CARACAS (Reuters) -Argentina extended their unbeaten run to 21 games on Thursday with a comfortable 3-1 win over Venezuela in their World Cup qualifier in Caracas.
Venezuela had beaten Argentina only once in 14 previous World Cup qualifiers and their hopes of doing it again on Thursday were snuffed out when Luis Adrian Martinez was shown a straight red card for a foul on Lionel Messi after half an hour.
Argentina then took complete control and got the opener just seconds before half time when Lautaro Martinez took a neat pass from Giovani Lo Celso and slipped the ball under the advancing keeper.
With a man advantage the visitors had most of the ball in the second half and added two more goals in the 71st and 74th minutes through substitutes Joaquin Correa and Angel Correa.
Yeferson Soteldo scored a consolation penalty for Venezuela in stoppage time.
“I think we had a great first half, even before they were left with a man less,” said striker Lautaro Martinez. “After the goal we had more space to work in and we are taking all three points home.”
Messi started his first match since the final of the Copa America on July 10 and his flicks and jinks frequently ended with him being fouled as Venezuela struggled to contain him.
Messi, who has played just 24 minutes this season with his new club Paris St Germain, was on the field for the whole game and only some fine saves by Wuilker Farinez kept his name off the scoresheet.

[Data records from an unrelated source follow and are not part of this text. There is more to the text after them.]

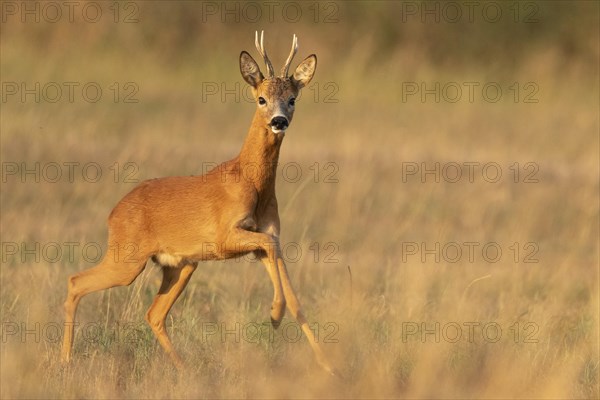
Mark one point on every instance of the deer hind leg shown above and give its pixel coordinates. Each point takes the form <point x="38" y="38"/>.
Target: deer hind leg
<point x="174" y="281"/>
<point x="109" y="273"/>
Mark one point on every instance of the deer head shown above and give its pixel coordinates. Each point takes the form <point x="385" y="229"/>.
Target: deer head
<point x="276" y="96"/>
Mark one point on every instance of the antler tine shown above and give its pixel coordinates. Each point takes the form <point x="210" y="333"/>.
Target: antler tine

Argentina are second in the 10-team South American qualifying group for next year’s World Cup behind Brazil, who are facing Chile on Thursday.
The top four teams qualify automatically for Qatar and the fifth-placed side goes into an inter-regional playoff.
Venezuela is the only one of the South American countries never to qualify for the World Cup and their chances of breaking that duck appear slim as the defeat left them with just four points from seven matches.
In earlier games, Bolivia drew 1-1 at home to Colombia and Ecuador scored two late goals to beat Paraguay.